Intervista al presidente di i3P di Torino, che candida le sue 5 migliori startup del 2015 e avverte: «Le startup sono fonte di innovazione imprescindibile aziende e PA»
In vista dell’Open Summit di StartupItalia! del 14 di dicembre, cominciamo una serie di interviste per capire tramite i protagonisti dell’ecosistema italiano delle startup cosa ci lascia il 2015. Trend, cose positive e cose da migliorare. Cominciamo con Marco Cantamessa, dal 2008 presidente di I3P, incubatore del Politecnico di Torino.
Com’è stato il 2015 delle startup secondo il tuo osservatorio?
Un anno in crescita, sicuramente positivo. Sono aumentati del 20 percento tutti i nostri numeri. Le domande, i progetti incubati. Ma soprattutto abbiamo registrato un notevole incremento negli investimenti seed, che sono arrivati a 3 milioni. Altra cosa interessante è l’esser riusciti ad attrarre startup dall’estero, oggi sono 4. Nate negli Stati Uniti, e che poi hanno scelto Torino come sede operativa in Europa. Anche l’interesse da parte delle aziende per le startup è cresciuto. E’ quello che vogliamo, ed è un bene. Ma si porta con sé anche alcune ombre. Perché ad oggi è difficile far chiudere degli accordi commerciali tra startup e imprese. O si fanno in tempi troppo lenti.
Se l’innovazione fosse cibo, avremmo una situazione in cui ci sono cuochi che ne preparano, e tanto, di fronte una platea di anoressici
Invece in generale, guardando all’insieme dell’ecosistema italiano?

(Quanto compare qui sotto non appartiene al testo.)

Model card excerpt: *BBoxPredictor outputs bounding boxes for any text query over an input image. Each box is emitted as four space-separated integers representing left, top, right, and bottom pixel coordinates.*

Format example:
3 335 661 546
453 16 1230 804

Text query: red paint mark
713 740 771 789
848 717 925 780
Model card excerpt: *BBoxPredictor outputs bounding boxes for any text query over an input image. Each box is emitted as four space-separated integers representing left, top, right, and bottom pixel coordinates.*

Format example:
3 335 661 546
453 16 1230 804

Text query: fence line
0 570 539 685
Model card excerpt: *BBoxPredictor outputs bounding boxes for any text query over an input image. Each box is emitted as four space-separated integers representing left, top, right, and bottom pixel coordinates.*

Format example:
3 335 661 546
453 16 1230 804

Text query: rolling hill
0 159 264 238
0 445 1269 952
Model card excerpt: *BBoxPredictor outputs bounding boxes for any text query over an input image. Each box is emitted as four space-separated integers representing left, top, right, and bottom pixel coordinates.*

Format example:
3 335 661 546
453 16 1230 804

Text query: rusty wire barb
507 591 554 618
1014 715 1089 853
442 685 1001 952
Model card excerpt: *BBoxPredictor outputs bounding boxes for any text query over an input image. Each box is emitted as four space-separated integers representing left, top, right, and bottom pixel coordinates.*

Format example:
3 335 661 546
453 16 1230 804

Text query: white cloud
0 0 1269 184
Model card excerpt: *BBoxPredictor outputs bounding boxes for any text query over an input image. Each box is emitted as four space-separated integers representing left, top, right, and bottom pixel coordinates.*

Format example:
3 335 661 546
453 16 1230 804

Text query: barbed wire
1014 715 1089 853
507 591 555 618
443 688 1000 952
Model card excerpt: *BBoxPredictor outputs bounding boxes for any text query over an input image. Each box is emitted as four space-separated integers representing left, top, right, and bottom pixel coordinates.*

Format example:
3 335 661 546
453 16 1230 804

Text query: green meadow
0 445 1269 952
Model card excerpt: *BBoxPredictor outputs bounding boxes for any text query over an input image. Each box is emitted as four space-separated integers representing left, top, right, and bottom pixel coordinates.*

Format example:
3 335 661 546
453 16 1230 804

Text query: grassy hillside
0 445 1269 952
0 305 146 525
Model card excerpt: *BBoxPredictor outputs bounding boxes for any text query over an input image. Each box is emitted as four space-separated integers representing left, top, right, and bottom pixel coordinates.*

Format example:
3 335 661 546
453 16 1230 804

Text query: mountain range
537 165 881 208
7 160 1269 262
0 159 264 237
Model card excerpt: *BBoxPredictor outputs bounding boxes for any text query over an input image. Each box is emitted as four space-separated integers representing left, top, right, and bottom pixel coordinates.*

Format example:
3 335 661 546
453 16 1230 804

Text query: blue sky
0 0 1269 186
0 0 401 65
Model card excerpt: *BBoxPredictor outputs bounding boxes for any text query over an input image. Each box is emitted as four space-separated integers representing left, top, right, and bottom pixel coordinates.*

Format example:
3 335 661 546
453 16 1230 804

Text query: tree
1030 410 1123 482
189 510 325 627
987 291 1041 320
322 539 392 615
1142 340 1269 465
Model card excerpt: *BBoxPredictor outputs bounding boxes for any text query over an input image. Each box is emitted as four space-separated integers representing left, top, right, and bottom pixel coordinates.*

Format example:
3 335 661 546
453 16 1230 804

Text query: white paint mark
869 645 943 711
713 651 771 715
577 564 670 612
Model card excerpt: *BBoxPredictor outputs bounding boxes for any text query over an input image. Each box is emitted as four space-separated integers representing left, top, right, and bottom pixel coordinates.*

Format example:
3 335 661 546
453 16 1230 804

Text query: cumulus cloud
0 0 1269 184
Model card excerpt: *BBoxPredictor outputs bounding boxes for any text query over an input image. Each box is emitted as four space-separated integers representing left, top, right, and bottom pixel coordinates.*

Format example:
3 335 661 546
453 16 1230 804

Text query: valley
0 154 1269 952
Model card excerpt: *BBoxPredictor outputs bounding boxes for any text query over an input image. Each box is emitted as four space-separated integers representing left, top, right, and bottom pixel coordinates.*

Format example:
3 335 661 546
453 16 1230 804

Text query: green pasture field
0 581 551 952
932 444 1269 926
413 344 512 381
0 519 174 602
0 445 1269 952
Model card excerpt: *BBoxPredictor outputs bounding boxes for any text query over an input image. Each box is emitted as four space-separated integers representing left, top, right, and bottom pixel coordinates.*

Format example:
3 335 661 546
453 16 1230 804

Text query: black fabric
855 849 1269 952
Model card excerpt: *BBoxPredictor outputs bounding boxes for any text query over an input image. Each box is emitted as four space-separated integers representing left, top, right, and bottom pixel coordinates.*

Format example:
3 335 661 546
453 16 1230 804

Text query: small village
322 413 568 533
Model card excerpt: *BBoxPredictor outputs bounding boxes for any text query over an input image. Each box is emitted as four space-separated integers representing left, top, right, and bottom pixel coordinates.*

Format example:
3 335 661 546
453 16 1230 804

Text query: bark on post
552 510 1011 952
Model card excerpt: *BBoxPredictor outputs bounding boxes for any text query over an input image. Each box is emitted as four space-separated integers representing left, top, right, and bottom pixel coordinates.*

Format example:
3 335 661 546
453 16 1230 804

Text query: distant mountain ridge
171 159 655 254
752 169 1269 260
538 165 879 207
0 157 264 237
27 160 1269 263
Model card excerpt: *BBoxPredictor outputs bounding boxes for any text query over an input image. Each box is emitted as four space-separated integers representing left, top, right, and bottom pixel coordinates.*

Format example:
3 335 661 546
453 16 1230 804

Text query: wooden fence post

«Anche qui vedo un progresso significativo. Abbiamo visto qualche investimento in più, anche robusto, e anche delle exit importanti. Questo vuol dire che questa cosa che chiamiamo ecosistema startup si può fare. Anche in Italia. E il fatto che grossi round di investimento siano stati fatti con fondi esteri ne è la conferma. Abbiamo riacquisito credibilità all’estero. Anche sul lato investimenti, anche se nel nostro piccolo».
Quali sono le 3 startup che hanno fatto bene nel 2015 dal tuo osservatorio, e perché?
«Ne indico 4. Safen, Pony0Emissioni, W4E (Wave for energy), Scloby, Actions. Sono quelle che più sono maturate nei numeri e nelle prospettive».
Tra queste quale candideresti a «startup dell’anno»?
«E’ difficile, ma direi W4E (Wave for energy), magari meno sexy di tutte, ma è quella che più mi ha colpito. Ha saputo trasformare i risultati di una ricerca pluriennale in una soluzione concreta e di grande interesse per la generazione di energia rinnovabile».
Cosa ti aspetti dall’Open Summit?
«Che sia una festa delle startup da dove emerga bene l’energia che c’è in Italia in questo settore. E ce n’è tanta, davvero».
Cosa può migliorare nel 2016?
«La domanda di innovazione in Italia. Bisogna far sì che le aziende e le pubbliche amministrazioni abbiano il coraggio di comprare beni e servizi dalle startup, e che capiscano che quello è un modo molto efficace per diventare competitivi. Oggi in Italia abbiamo 4mila startup, e tutte insieme fatturano circa mezzo miliardo di euro, segno che le altre aziende comprano ancora pochissimo dalle startup. E’ che manca la cultura dell’innovazione, che ti porta a sperimentare nuove soluzioni per diventare più competitivi. Azzardo una metafora: se l’innovazione fosse cibo, avremmo una situazione in cui ci sono cuochi, magari un po’ inesperti, che ne preparano, e tanto, e di fronte una platea di anoressici. E’ vero, sono cuochi in erba. Ma aziende e PA dovrebbero imparare a fidarsi di più e passare dalle parole agli ordini».